Cucuianu A, D'Hondt L, Collignon J, Verhulst D, Deprijck B, Chatelain C, Doyen C, Bosly A
Oncologic Institute-Cluj, Department of Malignant Hemopaties, Cluj-Napoca, Romania.
Rom J Intern Med. 1995 Jul-Dec;33(3-4):211-25.

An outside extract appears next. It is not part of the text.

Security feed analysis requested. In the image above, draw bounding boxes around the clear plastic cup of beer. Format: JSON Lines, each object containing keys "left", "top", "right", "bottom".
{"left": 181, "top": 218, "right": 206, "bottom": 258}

The present paper is an attempt to assess the efficiency of high-dose cytotoxic therapy followed by autologous bone marrow or peripheral progenitor cell rescue with hematopoietic growth factor support given in a group of 27 patients (16 men, 11 women) at the Department of Hematology of the Mont Godinne University Clinics, mainly in the same interval 1990-1994. The reasons for introducing such a therapy in these patients (6 with Hodgkin's disease, 14 with intermediate or high grade, aggressive non Hodgkin lymphomas and 7 with low grade follicular non Hodgkin lymphomas) were relapse of disease after conventional therapy (11 cases), resistance to initial therapy (5 patients) or because of histologically proven transformation to a more aggressive form (one case); in 10 patients with extended, poor prognosis forms, the procedure was used as part of the first line therapy. The conditioning high dose chemotherapy was given according to various regimens, most of them containing Cyclophosphamide, BCNU and Etoposide, with or without total body irradiation. In 14 patients, bone marrow (BM) graft was used, while peripheral blood progenitor cells (PBPC) were infused in the remaining 13 patients. The number of infused granulocyte-macrophage colony forming units (CFU-GM) ranged between 7,650 and 3,900,000/kg, with a mean value of 461,000/kg. The median time intervals required to reach an absolute neutrophil count > 500/microliter, a platelet count > 50,000/microliter and a hematocrit > 30% were 13 days, 20 days and 23 days respectively. Growth factors (GM-CSF and G-CSF) and PBPC use shortened the time for neutrophil recovery as well as neutropenia-related complications. No procedure-related death was observed and complete remission was achieved in 22 cases (81.4%); after a mean follow-up of 32.6 months, 14 patients (55.5%) are alive and free of disease, while in 7 patients (31% of the complete responders) relapse occurred at an average time interval of 8.2 months since the procedure.
本文旨在评估高剂量细胞毒性疗法的疗效,该疗法随后采用自体骨髓或外周祖细胞救援,并辅以造血生长因子支持,研究对象为蒙戈丁讷大学诊所血液科的27名患者(16名男性,11名女性),主要集中在1990年至1994年的同一时间段。在这些患者中(6例霍奇金淋巴瘤、14例中高级别侵袭性非霍奇金淋巴瘤和7例低级别滤泡性非霍奇金淋巴瘤)采用这种疗法的原因包括传统治疗后疾病复发(11例)、对初始治疗耐药(5例患者)或组织学证实已转化为更具侵袭性的形式(1例);在10例预后较差的广泛性疾病患者中,该程序被用作一线治疗的一部分。预处理高剂量化疗根据不同方案进行,其中大多数方案包含环磷酰胺、卡莫司汀和依托泊苷,有或没有全身照射。14例患者使用了骨髓(BM)移植,其余13例患者输注了外周血祖细胞(PBPC)。输注的粒细胞-巨噬细胞集落形成单位(CFU-GM)数量在7,650至3,900,000/kg之间,平均值为461,000/kg。达到绝对中性粒细胞计数>500/微升、血小板计数>50,000/微升和血细胞比容>30%所需的中位时间间隔分别为13天、20天和23天。生长因子(GM-CSF和G-CSF)以及PBPC的使用缩短了中性粒细胞恢复时间以及与中性粒细胞减少相关的并发症。未观察到与治疗相关的死亡,22例患者(81.4%)实现了完全缓解;平均随访32.6个月后,14例患者(55.5%)存活且无疾病,而7例患者(占完全缓解者的31%)在治疗后平均8.2个月的时间间隔复发。